Começou então para o sacerdote outra grande prova da sua vida. A salvação dessa alma. Anos mais tarde ele recordaria tudo isso com muita alegria, pois as provas mais duras são as que deixam recordações mais consoladoras.
Visitar o pobre doente todos os dias, percorrer o mesmo trajeto, longo, alguns dias debaixo de chuva e trovoadas, para só ouvir insultos daquela boca doentia, sem uma palavra de agradecimento. . . Que tormento! Que escola de paciência! Depois de ouvir sabe lá o quê, o sacerdote descia a encosta, pedindo à Virgem Maria, Refúgio dos Pecadores, que tivesse pena daquela alma. Quantas vezes ele soluçava a meia voz e repetia: “Ó Maria, Vós sois a melhor das mães, que socorre sempre os seus filhos tão necessitados. Desde que estou no mundo, quando minha mãe me ensinou a pronunciar vosso nome nas horas difíceis, eu tenho recorrido com confiança a Vós, e sempre fui atendido. Peço-vos então por esta alma endurecida pelo orgulho, não para mim, mas para Jesus e para Vós. E como sou vosso instrumento, farei a vossa vontade. Amem.”

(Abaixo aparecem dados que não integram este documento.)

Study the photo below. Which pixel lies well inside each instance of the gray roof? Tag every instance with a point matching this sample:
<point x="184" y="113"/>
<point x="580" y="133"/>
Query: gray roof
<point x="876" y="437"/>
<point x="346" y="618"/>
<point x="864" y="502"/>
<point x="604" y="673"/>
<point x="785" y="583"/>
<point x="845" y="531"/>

Depois de rezar esta oração sentia grande paz e compreendia que aquelas palavras de Jesus a Pedro: “Vai, meu filho, vai. Compreenderás tudo mais tarde” eram também para si.

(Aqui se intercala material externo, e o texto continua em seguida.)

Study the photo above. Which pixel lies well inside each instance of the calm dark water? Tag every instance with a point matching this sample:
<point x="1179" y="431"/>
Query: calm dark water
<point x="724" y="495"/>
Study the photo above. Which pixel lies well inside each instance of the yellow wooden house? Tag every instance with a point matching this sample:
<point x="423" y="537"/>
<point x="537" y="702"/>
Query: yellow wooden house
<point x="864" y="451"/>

Já tinha feito vinte e cinco visitas, algumas sem conseguir entrar na casa. Neste dia quando chegou à aldeia disseram-lhe:
-- Senhor Padre, ele está muito mal, está mesmo a morrer!

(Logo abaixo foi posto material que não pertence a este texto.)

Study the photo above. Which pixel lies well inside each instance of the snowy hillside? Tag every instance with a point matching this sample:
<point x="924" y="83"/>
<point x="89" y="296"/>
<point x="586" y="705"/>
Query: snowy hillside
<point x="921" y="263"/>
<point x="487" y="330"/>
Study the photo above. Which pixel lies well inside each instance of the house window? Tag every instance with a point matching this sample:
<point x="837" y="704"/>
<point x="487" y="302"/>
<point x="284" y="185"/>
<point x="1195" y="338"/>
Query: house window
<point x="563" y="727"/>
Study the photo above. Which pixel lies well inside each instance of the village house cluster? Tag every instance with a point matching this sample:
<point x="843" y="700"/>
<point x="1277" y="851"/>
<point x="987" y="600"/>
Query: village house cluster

O sacerdote, confuso, quase nem tinha coragem de bater à porta, onde parou, indeciso. Mas resolveu-se a cumprir seu dever de pastor das almas. Bateu, entrou e aproximou-se do leito. Como sempre, o doente virou-se de costas em sinal de desprezo pela presença dele. O Pároco não desistiu e disse-lhe pertinho com um tom carinhoso:
-- Meu amigo, chegou a hora final de pensar na sua alma. Estou aqui para ajudá-lo!
Cena horrorizante: o moribundo começa a estrebuchar e insulta-o aos gritos. Depois de uma pausa, acrescentou:
-- Estou mesmo morrendo. Mas ainda tenho forças para pegar um pau e dar-lhe uma pancada na cabeça! O sacerdote aproximou-se do rapaz, senta-se junto aos pés dele e diz:
-- Aqui você me tem mais de jeito para bater. Faça como quiser.
O homem calou-se, espantado, e o pároco continuou:
-- Amanhã a esta hora estarei aqui para o confessar e você há de fazê-lo.
Saiu pedindo a Nossa Senhora que não abandonasse aquela alma. No dia seguinte, pela vigésima sétima vez entrou na casa.
Maravilha! Encontrou o doente completamente mudado. O padre sentou-se a seu lado e começou a rezar alto e lentamente, despertando nele sentimentos de verdadeira contrição e depois disse:
-- Deus Nosso Senhor e a Virgem Maria estão aqui no meio de nós. Não tenha receio, será muito simples. Eu vou fazer perguntas às quais responderá apenas sim ou não.
À medida que a confissão avançava, as lágrimas do penitente aumentavam. O padre pediu a Deus que lhe desse um sinal comprovativo das boas disposições desta alma. Neste momento o homem começou a falar:
-- Senhor Padre, quero pedir-lhe uma coisa, Deus vai perdoar-me, mas o senhor perdoe-me também. Tratei-o como se trata um cão. Quis bater-lhe, matá-lo e apesar de tudo o senhor sempre voltou. Percorreu mais de 300 quilômetros para me ver todos esses dias. Eu fiz a conta. A sua caridade me fez pensar. É um homem sério que acredita no que diz. O senhor perdoa-me?
Cheio de compaixão o sacerdote respondeu:
-- Cem vezes, se for preciso! Agora diga comigo o Ato de Contrição.
No fim da confissão e com um esforço enorme o moribundo conseguiu pôr-se de pé e abraçou o pároco. Meia hora depois recebeu Unção dos Enfermos e o Sagrado Viático. No dia seguinte à noite partiu para a casa do Pai. Morreu tranqüilo.
Quando o franzino sacerdote desceu a encosta, a sua alma cantava como nunca. Agradecia a Nossa Senhora e aprendia por experiência duas verdades:
-- que só Deus converte;
-- que Nossa Senhora é toda-poderosa quando suplica a Deus.
Este caso, acontecido há mais de cem anos em França, veio traduzido e relatado na revista “Irmã Maria”, órgão da Causa de Beatificação e Canonização da Beata Maria do Divino Coração.